In reference to photographs of graffiti and street art from the 1930s and 1940s, as well as photos of gang-related violence shown in the film, d’Ebre said you will never know what research material you can acquire unless you ask around.
“I got a lot of B-roll photographs from law enforcement and just asking artists if they had any photographs of artwork from the ’30s or ’40s,” d’Ebre said. “It wasn’t commonplace to take pictures of that graffiti because it wasn’t considered art back in those days.”
Aileen Wang, curator of the Beach Museum, said she enjoyed the music in the film and how the music itself was timed to certain scenes.
D’Ebre said the majority of the film’s music was original music that was composed by his colleagues and himself.
“We recorded a lot of music between 1996 and 1999, and when we were looking for music for this documentary, I realized I had a lot of material from my own arsenal that had never been published or used in any other environment,” d’Ebre said. “We decided to give it a shot and it worked really well with the context of the movie.”
D’Ebre said modern street art usually involves an owner of a building hiring a street artist to draw a mural with the intent of growing a larger customer base.
“If you have a building where you have a lot of Instagram followers, and somebody takes a picture at this location, they’re more than likely to be patrons at this location and spread that around and tell their friends about it,” d’Ebre said. “Other people will see [that picture] and the word of mouth through Instagram is going to influence other people to patron these locations.”
D’Ebre said a big problem today is that there are not a lot of art programs that are focusing on any type of artwork that is considered “guttural” because traditional education systems don’t see the value in it.
However, d’Ebre said the concept of “guttural” art at the university level is very complex, with a large debate surrounding it.
“How do you deal with critical theory in relation to this type of art form, and how do you talk about it intellectually and amongst a community and population?” d’Ebre said. “There have been a lot of complaints. Numerous artists, the majority of them that are in the documentary, complain about people using the term ‘street art’ and applying it to them. And then there are kids who didn’t grow up in the same communities and then they take a class on graffiti or street art at their university and all of a sudden they’re a big street artist around the world. I don’t know how to deal with that. I’m not sure how to negotiate that conversation.”
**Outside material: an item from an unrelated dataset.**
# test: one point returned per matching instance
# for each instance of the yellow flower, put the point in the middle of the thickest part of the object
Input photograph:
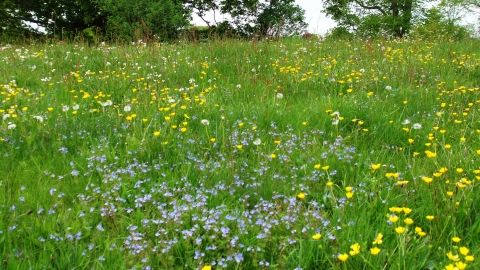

D’Ebre said the current definitions of graffiti and street art are in a very gray area, and his film attempts to address that.
“I coined the term ‘dark progressivism’ — I defined it,” d’Ebre said. “I did the film in relation to that. … It’s a duty to ourselves as scholars, as academics to do our due diligence and to research [street art] in a way that has been unprecedented. We need to peel back those layers and understand it a little more.”